In preparation for Monday’s event at Fruits of Labor, which also included a hand-made lunch, students who are part of Fruits of Labor’s training program showed up to the Beckley location Saturday to begin preparing the food.

“Having the students there on Saturday, and seeing them all in the kitchen for the first time ... Two of them were on the grill doing the airline chicken breast for (Monday) and they looked at each other and said, ‘We’re the first people to ever use this (grill),'” Jordan said.

“And then we had to buy pizza, because we didn't have any food here ... and we also didn't have any paper plates, so we had our pizza on (the restaurant’s) china. So they were the first ones to be served on our plates and it's just those little things that are meaningful and impactful.”

Jordan said it’s been humbling to hear the stories from students, many of whom said Monday that being part of Fruits of Labor not only changed but saved their lives.

“I think that we have seen a transition in our culture, in our communities, that recovery is happening in communities, and we're gonna have to be supportive of it,” she said. “No longer can we turn a blind eye to substance use disorder; we have to be part of the solution.”

Also present Monday to give remarks during the ceremony were Beckley Mayor Rob Rappold and U.S Sen. Shelley Moore Capito, R-W.Va., as well as representatives from U.S. Sen. Joe Manchin’s and West Virginia first lady Cathy Leigh Comer Justice’s offices.

“As mayor, I can't overemphasize how pleased and proud I am to have played a part in what we're celebrating today,” Rappold said.

In July 2021, Rappold cast the deciding vote to purchase the Zen’s Café building and a parking lot for just over $1 million.

Capito said the programs established by Fruits of Labor serve as a perfect example for what communities can do when they help one another.
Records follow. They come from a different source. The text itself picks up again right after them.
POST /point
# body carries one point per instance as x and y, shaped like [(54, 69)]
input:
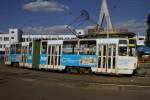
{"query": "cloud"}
[(58, 29), (133, 26), (46, 6)]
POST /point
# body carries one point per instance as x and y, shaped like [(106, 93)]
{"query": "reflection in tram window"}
[(44, 47), (132, 52), (18, 48), (100, 50), (88, 47), (70, 47), (12, 49), (122, 51), (104, 50), (114, 62), (30, 48)]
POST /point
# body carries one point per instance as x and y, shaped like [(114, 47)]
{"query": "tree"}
[(148, 32)]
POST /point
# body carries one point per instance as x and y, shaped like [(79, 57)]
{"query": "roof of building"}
[(48, 31)]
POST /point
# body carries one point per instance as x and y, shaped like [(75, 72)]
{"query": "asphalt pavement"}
[(27, 84)]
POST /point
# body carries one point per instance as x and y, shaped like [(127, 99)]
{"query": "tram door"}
[(107, 58), (24, 55), (54, 52)]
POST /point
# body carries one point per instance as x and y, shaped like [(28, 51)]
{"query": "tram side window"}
[(122, 51), (18, 48), (70, 47), (44, 47), (13, 49), (30, 48), (88, 47)]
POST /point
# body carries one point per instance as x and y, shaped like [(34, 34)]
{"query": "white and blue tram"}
[(102, 55), (105, 55), (30, 54), (12, 54)]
“I think that the beauty of, I think, West Virginia is we help one another,” Capito said. “We’re going to have to find solutions for (the drug epidemic) all across the country. Let's create the solutions here in West Virginia.

"Recognizing you have an issue, and you have a problem, and trying to find solutions to it, that's where we're the strongest," Capito said. "I'm proud of what we see here. I think that providing opportunity and turning a negative situation into a positive, is all about the West Virginia way.”

Following opening remarks, loaves of bread were passed out by Fruits of Labor students. Participants were asked to take a piece for the breaking of the bread ceremony.

“As you know, when you're baking bread, all of the bread was created by one bulk amount of dough to shape the many different loaves being passed through the group today, and being broken off by individual hands,” Jordan said. “Just like the bread, we come together united with a single vision and purpose of seeing opportunities for those in recovery, to see our communities enter a place of healing and individual lives transformed by their hard work and devotion to the recovery journey.”

Those present were then asked to place their piece of bread into a large bowl as they walked into the Fruits of Labor café.

“These pieces of bread are to remind us throughout the day that while our piece in (the) recovery journey may seem small and insignificant compared to the global issue of substance use disorder, collectively, we can make a tremendous impact, one life at a time,” Jordan said.